Jupiter is one of the planets. It is named for the highest deity in the Roman pantheon.

Jupiter is conspicuous and easy to recognize when you know what to look for, and is considered the most interesting planet to view through binoculars. It is not so bright as to instantly draw attention, but it is a good deal brighter than the brightest star. It is in fact the fourth brightest object in the sky (the others being the Sun, the Moon, and the planet Venus). Jupiter is not only brighter than any star, it also shines more steadily. Jupiter is visible in the sky about half the time, and is often high up and clear of surrounding houses and trees.

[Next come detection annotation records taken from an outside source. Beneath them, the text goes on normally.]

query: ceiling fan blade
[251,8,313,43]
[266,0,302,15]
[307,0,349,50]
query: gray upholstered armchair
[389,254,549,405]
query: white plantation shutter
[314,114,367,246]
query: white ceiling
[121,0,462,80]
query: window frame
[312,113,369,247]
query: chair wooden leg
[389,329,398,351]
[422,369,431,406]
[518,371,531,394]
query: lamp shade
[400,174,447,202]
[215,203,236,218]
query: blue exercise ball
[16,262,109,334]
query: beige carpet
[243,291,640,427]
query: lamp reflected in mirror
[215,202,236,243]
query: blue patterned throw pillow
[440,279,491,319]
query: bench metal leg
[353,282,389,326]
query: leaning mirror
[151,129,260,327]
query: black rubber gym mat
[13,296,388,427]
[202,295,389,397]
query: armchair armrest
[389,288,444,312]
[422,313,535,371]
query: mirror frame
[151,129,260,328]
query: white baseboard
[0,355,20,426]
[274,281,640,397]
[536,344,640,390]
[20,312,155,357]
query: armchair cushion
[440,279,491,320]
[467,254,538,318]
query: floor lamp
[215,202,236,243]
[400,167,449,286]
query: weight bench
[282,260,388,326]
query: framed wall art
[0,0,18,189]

As of February, 2007, Jupiter is visible in the eastern sky before sunrise, and even in the early stages of dawn.

Through any pair of "real" binoculars (any binoculars that an adult uses for birding or hunting will do; they should be at least 7 power; a "spotting scope" is even better), you can see that Jupiter is not a star, but shows as a tiny round circle; astronomers say it has a visible "disc." Jupiter through binoculars looks about 1/5 the size as the Moon looks without binoculars. You can't see any of the dramatic markings that you see in photographs made by astronomers, but you can see that it is a round dot.

The exciting thing about Jupiter is that usually you will see two, three, or four little "stars" near it that are all lined up in a straight line, with each other, and with Jupiter. If you watch it night after night, these "stars" will change their position relative to Jupiter, but you almost always will see several of them and they will always be lined up. These are four of the satellites of Jupiter.